BIL is smart and earns a very high income. He's an outstanding provider for his wife and 3 children. They enjoy an affluent lifestyle. However, his high earning income and big house doesn't buy him class.

As long as he brings home his fat paycheck, my sister no longer complains about her husband disrespecting her and others. Apparently, money talks. Too bad his character doesn't match his job.
My DH and DS (husband & sons) and I have given BIL plenty of chances to improve, correct himself for the better and become a decent human being to no avail. Giving him 20 years of chances was being too charitable on our part. We've all made the sobering acceptance that he'll never change. A permanent break from BIL was long overdue. There is only so much abuse a person can take and we're done. He certainly earned his status as an all-time jerk. We simply avoid him at all costs because this is what boundaries are. Everyone is peaceful, no one fights and we're all good as long as he is not with us!

Should our paths cross with BIL, we simply keep him at arm's length. There is no love whatsoever. We feel numb towards him.
My sister told me it's "senseless" to reason with her husband and she gave up on him a long ago which is sad to say. She said that all five of her husband's brothers get together at family reunions every year and all wives (her SIL - sisters-in-law) share notes because all 6 brothers share the same autistic trait of certain inappropriate private and public behaviors. BIL's older brother is not only inappropriate with his social and private comments but he also stammers and has a bad stuttering problem. This older brother is very smart and has a grad degree from MIT yet he still says inappropriate comments privately and publicly.
My niece who is BIL's daughter also inherited her father's autism but she's not nearly as bad. She too has social problems but at least she doesn't say anything obnoxiously rude to your face. She doesn't take it that far. She's a nice young lady.
For the longest time we tried so hard to have a close, loving family relationship with my sister, her husband (my BIL) and their 3 children but it just ends up as an epic failure.
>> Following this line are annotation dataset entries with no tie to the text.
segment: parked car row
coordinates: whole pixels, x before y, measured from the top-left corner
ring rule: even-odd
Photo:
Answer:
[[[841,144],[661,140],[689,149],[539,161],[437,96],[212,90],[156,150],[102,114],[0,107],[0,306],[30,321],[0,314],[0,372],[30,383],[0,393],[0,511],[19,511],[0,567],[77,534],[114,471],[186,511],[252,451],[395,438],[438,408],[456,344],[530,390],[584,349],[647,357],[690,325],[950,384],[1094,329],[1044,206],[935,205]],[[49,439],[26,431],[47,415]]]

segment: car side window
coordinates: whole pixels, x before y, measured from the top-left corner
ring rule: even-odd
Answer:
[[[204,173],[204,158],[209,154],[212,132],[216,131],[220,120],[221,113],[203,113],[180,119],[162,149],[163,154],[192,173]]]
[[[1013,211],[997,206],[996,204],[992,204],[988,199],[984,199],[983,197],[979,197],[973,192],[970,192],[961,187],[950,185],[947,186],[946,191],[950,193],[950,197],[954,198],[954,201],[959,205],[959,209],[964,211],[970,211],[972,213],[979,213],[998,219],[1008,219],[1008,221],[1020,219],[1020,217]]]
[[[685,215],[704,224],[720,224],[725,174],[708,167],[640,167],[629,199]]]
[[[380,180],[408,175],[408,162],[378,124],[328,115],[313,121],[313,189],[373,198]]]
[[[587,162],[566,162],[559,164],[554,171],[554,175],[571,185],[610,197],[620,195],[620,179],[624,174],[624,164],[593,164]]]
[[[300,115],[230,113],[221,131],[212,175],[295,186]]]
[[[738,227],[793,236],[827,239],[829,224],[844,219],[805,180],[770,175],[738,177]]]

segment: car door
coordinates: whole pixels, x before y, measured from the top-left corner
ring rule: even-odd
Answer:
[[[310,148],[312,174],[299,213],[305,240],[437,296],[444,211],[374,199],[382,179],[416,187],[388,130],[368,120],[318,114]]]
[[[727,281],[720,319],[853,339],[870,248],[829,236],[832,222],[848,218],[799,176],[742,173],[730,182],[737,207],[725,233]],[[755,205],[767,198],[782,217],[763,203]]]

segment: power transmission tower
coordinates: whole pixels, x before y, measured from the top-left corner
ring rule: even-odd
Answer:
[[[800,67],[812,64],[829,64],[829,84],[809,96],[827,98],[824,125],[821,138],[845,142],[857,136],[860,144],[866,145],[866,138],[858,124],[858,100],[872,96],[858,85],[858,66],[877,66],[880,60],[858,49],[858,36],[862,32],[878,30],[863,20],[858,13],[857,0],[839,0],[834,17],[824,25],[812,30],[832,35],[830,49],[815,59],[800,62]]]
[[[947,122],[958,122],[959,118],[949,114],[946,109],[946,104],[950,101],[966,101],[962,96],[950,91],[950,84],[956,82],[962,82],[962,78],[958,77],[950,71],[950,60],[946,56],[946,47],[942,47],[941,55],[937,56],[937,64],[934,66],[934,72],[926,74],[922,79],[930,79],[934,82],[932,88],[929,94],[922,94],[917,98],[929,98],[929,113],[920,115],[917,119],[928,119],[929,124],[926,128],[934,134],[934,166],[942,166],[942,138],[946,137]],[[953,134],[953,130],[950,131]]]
She'll forever defend her bread 'n butter and needs her husband's fat paychecks for their 3 kids and enormous house. She enjoys her very affluent lifestyle and so-called friends who are her 'Good Time Charlies.' I leave her alone. She is the one who has to cope with her husband who embarrasses and humiliates her privately and publicly. She made her bed and now she must lie in it. She chose him and she is the one who created the crisis for herself.
It's best for me to live my own quietly content, normal, stable life with my husband and 2 sons.